Review from the Newbury Weekly News.
Trials and triumphs of ladies' tap-dance
Stepping Out, at The Mill at Sonning, until January 17
You might think a tap-dancing class in a North London church hall an unlikely setting for a good all-round comedy but, if so, you would be mistaken.
Following a highly-successful long run in the West End, Richard Harris's play is the latest production at The Mill.
With nine women and one man gathered together weekly, the first problem for Mavis, nicely played with a mixture of confidence and vulnerability by Amber Edlin, is the line-up. "It has to have tits, teeth and tonsils," she proclaims, immediately leaving Geoffrey – a nice low-key performance by Richard Gibson – a bit short in one department.
As they prepare a set of dance routines for a charity show, Sylvia, an effectively big, crude portrayal by Janine Leigh, points out that poor old Geoffrey is going to stick out like a sore thumb. "No," says Rose, a bright, bubbly personality well-played by Yvonne Newman and the only black woman in the group, "I rather think two people will stick out like sore thumbs."
Laughs build up progressively and irresistibly as the group practise their dance steps and chatter between sessions. "It may be February," Sylvia says, "but it's always August under your armpits." "Keep my knees together?" somebody says, "I've been trying to do that all my life."
Each character is distinct and played skilfully by the individual actor; Michelle Morris, wonderful as the extrovert Maxine, Elizabeth Elvin strong as the over-fussy, put-your-foot-in-it every time, Vera and Belinda Carroll, bringing out the character of the rather dull Dorothy very effectively. Angela Sims as the shy Andy and Ruth Pownall as the equally quiet Lynne had less to do but did it well. Then there was Elizabeth Power as the touchy, gravel-voiced pianist, Mrs Fraser, another well-observed portrait. Everything flowed very smoothly, including the dance routines at the end, thanks to subtle direction from Sally Hughes and choreographers Joseph Pitcher and Charnelle La Touche.

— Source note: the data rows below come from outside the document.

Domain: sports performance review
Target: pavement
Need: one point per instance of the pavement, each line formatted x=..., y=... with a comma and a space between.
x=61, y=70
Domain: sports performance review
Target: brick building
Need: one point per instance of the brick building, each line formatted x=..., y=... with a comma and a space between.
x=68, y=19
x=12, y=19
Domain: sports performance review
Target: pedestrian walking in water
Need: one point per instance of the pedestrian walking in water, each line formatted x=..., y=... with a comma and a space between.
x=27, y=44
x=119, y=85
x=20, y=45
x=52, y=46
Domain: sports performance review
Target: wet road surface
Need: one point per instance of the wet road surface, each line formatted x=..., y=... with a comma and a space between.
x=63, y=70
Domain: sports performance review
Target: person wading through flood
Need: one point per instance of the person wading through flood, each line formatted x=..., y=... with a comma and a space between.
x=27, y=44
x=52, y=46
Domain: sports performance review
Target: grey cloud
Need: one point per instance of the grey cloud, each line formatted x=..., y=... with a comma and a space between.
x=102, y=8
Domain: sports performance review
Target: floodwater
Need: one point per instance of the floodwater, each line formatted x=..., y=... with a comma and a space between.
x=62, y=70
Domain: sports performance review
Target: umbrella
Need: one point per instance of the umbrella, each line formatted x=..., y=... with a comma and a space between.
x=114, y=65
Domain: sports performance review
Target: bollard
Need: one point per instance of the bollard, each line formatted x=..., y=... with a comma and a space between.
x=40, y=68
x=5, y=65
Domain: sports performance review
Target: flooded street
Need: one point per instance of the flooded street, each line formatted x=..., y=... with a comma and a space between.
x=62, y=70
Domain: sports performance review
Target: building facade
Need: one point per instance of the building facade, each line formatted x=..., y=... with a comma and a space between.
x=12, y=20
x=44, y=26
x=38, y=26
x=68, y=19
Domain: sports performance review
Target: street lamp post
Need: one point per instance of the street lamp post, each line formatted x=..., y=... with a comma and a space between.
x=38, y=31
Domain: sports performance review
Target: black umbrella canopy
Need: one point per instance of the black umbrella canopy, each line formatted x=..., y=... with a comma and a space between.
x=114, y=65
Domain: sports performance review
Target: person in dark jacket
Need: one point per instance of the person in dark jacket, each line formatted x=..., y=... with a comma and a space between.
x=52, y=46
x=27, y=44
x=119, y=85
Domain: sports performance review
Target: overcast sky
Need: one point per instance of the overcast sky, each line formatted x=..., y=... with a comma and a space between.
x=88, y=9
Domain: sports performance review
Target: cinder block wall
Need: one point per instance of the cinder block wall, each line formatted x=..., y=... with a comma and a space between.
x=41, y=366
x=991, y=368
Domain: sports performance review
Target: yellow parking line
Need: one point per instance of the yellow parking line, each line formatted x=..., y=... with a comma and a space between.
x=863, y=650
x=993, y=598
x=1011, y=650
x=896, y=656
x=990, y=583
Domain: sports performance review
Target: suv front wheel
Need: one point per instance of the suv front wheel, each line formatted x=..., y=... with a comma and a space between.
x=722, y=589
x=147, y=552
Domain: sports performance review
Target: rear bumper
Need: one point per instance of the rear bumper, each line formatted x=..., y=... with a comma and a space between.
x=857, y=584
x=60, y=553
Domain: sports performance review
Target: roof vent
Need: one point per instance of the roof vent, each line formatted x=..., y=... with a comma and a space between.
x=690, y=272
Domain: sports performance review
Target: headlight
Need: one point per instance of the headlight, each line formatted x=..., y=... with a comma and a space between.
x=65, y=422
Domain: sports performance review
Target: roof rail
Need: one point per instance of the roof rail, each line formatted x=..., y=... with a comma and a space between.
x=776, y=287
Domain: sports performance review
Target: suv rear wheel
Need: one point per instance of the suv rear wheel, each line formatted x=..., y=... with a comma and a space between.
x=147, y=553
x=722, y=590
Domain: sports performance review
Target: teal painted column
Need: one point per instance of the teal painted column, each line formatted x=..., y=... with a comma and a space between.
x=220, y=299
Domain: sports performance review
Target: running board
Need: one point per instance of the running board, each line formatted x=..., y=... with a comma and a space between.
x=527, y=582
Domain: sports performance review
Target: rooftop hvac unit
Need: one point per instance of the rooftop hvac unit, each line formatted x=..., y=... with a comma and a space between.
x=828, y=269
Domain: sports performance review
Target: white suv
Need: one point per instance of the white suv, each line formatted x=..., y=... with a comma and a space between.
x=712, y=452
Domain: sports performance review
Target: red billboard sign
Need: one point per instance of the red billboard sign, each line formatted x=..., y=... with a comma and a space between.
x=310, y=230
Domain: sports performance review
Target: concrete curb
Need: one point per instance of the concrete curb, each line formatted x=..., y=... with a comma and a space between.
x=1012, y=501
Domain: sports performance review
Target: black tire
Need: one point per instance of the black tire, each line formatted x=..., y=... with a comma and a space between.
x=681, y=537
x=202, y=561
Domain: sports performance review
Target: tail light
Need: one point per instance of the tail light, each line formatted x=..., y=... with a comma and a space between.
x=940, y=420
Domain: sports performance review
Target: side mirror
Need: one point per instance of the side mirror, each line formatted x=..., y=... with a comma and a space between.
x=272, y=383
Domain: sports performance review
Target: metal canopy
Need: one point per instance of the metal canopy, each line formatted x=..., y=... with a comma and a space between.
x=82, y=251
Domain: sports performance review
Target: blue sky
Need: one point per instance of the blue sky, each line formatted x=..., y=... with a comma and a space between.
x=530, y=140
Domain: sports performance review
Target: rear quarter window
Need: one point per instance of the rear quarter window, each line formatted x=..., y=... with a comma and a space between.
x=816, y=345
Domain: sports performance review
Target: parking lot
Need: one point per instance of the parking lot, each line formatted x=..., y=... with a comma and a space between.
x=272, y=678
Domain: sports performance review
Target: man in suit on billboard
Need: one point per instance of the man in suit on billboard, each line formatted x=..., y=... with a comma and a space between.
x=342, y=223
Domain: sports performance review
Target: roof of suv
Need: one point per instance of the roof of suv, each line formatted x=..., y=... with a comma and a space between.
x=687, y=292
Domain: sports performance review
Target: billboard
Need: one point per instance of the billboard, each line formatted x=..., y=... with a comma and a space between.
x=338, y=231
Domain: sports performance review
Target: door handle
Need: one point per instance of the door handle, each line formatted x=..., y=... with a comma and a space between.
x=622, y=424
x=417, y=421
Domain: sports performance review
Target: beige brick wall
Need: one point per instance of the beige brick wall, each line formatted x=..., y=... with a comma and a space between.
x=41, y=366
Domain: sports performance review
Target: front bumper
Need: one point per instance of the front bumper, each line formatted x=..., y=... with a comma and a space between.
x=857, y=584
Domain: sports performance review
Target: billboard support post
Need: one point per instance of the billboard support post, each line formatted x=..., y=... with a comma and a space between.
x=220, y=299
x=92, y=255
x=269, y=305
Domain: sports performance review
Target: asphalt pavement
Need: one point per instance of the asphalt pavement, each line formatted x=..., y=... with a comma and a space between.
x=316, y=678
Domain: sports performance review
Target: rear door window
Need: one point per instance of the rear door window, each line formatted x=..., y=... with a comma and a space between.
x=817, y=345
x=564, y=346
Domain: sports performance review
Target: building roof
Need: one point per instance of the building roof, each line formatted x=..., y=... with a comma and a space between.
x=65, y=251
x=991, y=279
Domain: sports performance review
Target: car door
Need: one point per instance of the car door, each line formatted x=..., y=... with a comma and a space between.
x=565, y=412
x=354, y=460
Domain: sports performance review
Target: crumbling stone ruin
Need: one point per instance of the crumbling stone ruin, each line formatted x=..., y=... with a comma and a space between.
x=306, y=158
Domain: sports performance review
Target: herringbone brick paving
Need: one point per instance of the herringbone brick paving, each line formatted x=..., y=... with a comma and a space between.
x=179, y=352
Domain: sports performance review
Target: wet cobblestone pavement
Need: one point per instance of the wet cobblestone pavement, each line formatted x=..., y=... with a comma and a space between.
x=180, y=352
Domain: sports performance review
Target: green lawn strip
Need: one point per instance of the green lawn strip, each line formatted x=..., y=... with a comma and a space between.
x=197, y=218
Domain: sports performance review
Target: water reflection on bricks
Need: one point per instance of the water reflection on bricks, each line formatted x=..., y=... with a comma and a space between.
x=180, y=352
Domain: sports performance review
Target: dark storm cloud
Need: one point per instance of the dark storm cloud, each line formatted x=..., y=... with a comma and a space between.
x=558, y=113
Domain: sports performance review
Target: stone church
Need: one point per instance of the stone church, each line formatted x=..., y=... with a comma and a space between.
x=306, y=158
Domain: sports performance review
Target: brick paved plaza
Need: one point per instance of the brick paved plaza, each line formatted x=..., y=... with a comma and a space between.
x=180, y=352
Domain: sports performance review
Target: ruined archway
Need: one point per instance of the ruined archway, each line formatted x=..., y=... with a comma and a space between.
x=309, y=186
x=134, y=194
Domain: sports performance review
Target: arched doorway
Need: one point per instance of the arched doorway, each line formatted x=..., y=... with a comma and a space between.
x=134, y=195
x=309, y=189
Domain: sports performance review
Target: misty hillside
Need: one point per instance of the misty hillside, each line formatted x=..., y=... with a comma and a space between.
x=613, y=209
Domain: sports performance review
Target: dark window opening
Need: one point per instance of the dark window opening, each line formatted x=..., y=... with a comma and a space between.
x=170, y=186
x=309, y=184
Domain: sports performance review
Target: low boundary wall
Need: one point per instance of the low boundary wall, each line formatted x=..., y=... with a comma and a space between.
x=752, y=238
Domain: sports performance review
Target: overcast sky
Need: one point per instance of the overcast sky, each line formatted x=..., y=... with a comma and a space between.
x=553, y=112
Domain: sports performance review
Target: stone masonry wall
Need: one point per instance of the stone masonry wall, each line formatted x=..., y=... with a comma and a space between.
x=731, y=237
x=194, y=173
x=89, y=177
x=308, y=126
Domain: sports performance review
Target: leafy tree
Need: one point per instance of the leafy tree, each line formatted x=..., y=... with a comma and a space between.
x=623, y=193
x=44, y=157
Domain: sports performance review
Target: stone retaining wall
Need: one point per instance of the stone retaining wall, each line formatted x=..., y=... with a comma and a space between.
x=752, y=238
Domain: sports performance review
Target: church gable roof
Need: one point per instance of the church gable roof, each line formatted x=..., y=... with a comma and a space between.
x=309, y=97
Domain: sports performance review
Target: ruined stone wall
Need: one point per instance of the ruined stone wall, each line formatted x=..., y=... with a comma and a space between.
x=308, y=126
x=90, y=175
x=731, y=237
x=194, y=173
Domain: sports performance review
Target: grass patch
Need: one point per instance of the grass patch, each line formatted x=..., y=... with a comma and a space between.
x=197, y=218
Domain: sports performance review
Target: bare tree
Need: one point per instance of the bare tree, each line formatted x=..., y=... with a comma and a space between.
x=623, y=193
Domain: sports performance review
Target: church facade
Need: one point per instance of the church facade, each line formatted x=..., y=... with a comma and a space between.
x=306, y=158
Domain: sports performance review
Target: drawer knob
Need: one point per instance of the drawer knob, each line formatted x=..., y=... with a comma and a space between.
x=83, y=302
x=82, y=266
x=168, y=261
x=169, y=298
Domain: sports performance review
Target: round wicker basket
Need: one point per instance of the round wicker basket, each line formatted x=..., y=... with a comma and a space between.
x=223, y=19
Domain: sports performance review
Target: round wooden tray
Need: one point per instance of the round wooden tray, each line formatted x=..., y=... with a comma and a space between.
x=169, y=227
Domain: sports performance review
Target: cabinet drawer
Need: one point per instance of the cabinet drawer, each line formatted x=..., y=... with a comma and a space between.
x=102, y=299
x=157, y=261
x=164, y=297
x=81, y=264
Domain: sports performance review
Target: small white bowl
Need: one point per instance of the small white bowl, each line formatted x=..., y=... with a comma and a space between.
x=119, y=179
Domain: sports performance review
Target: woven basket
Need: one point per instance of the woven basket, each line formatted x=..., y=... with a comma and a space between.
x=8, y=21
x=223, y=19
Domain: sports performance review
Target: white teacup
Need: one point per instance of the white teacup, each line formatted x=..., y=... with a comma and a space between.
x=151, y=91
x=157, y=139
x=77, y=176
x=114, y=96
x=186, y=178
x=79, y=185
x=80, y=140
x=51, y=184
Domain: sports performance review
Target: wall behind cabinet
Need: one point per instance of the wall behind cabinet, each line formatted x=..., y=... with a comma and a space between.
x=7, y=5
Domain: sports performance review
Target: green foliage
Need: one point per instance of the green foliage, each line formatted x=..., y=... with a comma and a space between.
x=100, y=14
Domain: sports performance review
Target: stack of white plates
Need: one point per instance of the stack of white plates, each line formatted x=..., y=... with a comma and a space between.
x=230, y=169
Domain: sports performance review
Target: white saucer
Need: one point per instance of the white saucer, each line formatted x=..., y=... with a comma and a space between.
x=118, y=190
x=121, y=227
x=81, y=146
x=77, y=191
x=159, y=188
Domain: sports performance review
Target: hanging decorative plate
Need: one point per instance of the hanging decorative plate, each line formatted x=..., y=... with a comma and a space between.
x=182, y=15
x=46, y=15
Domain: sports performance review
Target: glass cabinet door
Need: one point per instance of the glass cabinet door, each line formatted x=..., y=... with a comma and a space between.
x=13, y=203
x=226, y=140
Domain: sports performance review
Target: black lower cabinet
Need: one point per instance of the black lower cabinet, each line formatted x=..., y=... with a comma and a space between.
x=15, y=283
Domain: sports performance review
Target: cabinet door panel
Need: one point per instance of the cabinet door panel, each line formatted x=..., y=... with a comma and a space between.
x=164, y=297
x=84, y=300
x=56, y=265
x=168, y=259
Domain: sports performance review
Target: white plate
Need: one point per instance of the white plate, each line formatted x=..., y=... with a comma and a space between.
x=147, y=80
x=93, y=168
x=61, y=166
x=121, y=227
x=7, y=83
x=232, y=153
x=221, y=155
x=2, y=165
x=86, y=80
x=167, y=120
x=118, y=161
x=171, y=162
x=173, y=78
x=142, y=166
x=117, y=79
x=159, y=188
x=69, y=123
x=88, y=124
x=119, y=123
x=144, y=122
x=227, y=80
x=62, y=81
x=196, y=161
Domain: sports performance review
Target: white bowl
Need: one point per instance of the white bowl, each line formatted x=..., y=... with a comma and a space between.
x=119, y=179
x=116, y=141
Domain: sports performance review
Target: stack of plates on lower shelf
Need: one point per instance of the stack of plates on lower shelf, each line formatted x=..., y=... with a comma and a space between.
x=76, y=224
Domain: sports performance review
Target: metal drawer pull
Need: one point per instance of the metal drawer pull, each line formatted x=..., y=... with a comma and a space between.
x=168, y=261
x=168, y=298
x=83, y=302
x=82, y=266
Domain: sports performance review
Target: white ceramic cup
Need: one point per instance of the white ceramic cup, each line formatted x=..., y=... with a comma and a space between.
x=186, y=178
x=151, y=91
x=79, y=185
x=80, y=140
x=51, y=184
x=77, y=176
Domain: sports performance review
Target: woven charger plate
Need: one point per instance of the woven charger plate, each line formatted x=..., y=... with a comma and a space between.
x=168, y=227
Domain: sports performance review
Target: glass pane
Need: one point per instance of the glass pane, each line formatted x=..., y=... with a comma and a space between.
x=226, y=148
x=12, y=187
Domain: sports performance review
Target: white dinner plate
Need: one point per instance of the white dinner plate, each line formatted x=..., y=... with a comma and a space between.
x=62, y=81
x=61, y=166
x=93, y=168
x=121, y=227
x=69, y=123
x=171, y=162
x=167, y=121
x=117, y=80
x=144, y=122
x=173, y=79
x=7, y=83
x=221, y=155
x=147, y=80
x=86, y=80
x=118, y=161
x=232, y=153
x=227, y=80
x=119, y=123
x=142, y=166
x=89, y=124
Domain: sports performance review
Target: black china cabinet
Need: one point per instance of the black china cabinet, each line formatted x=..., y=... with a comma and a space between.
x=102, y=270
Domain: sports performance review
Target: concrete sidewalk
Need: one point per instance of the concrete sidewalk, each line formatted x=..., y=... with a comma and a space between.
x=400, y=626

Regarding the final charity show performance, somebody asks Rose who she is bringing. "Just my daughter," she says. "Not your husband?" "No," says Rose gloomily, "he says he'll wait for the DVD."
There are reviews in the Maidenhead Advertiser ("it’s a brilliant comedy and this production does it graceful justice") and the Slough Observer ("a great evening’s entertainment").